The research conducted at FRIB will involve experimentation with intense beams of rare isotopes-short-lived nuclei not normally found on earth-and is expected to advance critical applications in the areas of materials science, medicine, and stockpile stewardship.
The FRIB concept has undergone numerous studies and assessments within DOE and by independent parties such as the National Research Council of the National Academy of Sciences. These studies-in addition to the joint DOE/National Science Foundation (NSF) Nuclear Science Advisory Committee (NSAC) 2007 Long Range Plan-concluded that such a facility is a vital part of the U.S. nuclear science portfolio, complements existing and planned international efforts, and will provide capabilities unmatched elsewhere. Thus, the selection announced today is the culmination of studies, analyses, and recommendations conducted since the 1996 NSAC Long Range Plan first recommended the development of a next generation nuclear structure and astrophysics facility as a high priority.
The proposals received in response to the May 20, 2008, Funding Opportunity Announcement (FOA) were subject to a merit review process conducted by a panel of world-renowned experts from universities, national laboratories and federal agencies. The appraisal included rigorous evaluation of the proposals based on the merit review criteria described in the FOA, presentations by the applicants, and visits by the merit review panel to each applicant's site. MSU's application was judged to be superior based on the merit review criteria and the program policy factor contained in the FOA, including provision of a proposed budget that is reasonable and realistic, giving substantial confidence that MSU can establish the FRIB within the cost limitations of the FOA. MSU also offered a direct cost share to the project.
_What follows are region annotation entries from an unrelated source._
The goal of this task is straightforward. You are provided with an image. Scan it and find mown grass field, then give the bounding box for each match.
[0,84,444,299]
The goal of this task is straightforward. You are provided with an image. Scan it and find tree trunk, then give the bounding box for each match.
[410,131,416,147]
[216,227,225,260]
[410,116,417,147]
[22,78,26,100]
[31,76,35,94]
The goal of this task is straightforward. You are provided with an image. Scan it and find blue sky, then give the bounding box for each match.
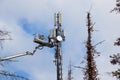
[0,0,120,80]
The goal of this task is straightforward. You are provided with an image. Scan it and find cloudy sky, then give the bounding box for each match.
[0,0,120,80]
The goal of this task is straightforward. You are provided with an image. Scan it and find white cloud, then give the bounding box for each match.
[0,0,120,80]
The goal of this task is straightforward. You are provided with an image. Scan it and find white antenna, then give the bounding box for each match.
[54,13,56,27]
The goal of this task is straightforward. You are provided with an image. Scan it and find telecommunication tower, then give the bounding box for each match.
[0,12,65,80]
[34,12,65,80]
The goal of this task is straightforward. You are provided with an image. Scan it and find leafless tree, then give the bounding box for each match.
[110,38,120,80]
[111,0,120,13]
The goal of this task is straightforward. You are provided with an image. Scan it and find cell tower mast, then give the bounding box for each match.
[34,12,65,80]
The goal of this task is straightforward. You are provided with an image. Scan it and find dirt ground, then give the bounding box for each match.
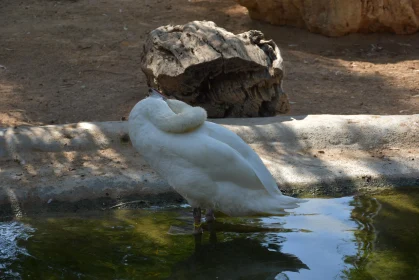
[0,0,419,126]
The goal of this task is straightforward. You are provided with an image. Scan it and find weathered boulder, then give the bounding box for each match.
[141,21,289,118]
[236,0,419,36]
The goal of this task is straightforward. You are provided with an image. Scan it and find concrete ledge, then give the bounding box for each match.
[0,115,419,216]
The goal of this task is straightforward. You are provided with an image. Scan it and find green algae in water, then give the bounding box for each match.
[0,189,419,279]
[345,188,419,279]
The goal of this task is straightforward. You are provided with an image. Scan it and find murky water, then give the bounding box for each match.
[0,190,419,279]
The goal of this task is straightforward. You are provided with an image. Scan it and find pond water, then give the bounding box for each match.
[0,190,419,279]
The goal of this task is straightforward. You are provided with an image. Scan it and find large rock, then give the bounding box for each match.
[236,0,419,36]
[141,21,289,118]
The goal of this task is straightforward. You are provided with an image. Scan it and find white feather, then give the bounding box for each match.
[129,98,303,216]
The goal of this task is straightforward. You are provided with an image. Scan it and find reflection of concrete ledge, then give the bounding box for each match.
[0,115,419,215]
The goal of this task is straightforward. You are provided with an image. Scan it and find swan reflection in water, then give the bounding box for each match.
[168,219,309,280]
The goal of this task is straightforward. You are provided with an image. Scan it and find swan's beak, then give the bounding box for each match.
[148,88,167,101]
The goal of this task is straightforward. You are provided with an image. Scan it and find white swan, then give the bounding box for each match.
[129,90,303,232]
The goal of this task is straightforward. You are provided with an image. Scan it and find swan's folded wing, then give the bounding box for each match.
[162,133,265,190]
[205,122,279,195]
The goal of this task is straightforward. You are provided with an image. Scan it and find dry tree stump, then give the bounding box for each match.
[141,21,289,118]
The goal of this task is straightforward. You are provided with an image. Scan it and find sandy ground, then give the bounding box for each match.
[0,0,419,126]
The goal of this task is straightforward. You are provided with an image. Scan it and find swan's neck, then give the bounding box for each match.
[148,100,207,133]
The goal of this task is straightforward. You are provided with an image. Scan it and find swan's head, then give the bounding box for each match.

MSU currently hosts the National Superconducting Cyclotron Laboratory (NSCL) led by Professor C. Konrad Gelbke and supported by NSF. Dr. Gelbke will lead the MSU team to establish FRIB on the MSU campus. The NSCL can continue operations during construction, which will allow compelling scientific opportunities to be pursued.
The selection is subject to the successful negotiation of a Cooperative Agreement with MSU and a National Environmental Policy Act (NEPA) review of the proposed site. Funding is subject to annual appropriations by Congress. More information about FRIB is available from the Office of Nuclear Physics.